Oreolpium semotum

Scientific classification
- Kingdom: Animalia
- Phylum: Arthropoda
- Subphylum: Chelicerata
- Class: Arachnida
- Order: Pseudoscorpiones
- Family: Garypinidae
- Genus: Oreolpium
- Species: O. semotum
- Binomial name: Oreolpium semotum Harvey & Stahlavsky, 2009

= Oreolpium semotum =

- Genus: Oreolpium
- Species: semotum
- Authority: Harvey & Stahlavsky, 2009

Species of pseudoscorpion

Oreolpium semotum is a species of pseudoscorpion in the Garypinidae family. It was described in 2009 by arachnologists Mark Harvey and Frantisek Stahlavsky. The specific epithet semotum (Latin: 'distant' or 'far-off') refers to the wide geographical separation of the two known species in the genus.

==Description==
The body length of the male holotype is 2.48 mm; that of the female paratype 3.23 mm.
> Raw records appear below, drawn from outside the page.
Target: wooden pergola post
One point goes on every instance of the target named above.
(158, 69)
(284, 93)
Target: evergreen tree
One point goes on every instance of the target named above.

The colour is generally very pale, with the pedipalps and front of the carapace slightly darker.

==Distribution and habitat==
The species occurs in Tasmania. The type locality is The Needles Picnic Ground in Southwest National Park, where the pseudoscorpions were found under tree bark.

==Behaviour==
The pseudoscorpions are terrestrial predators.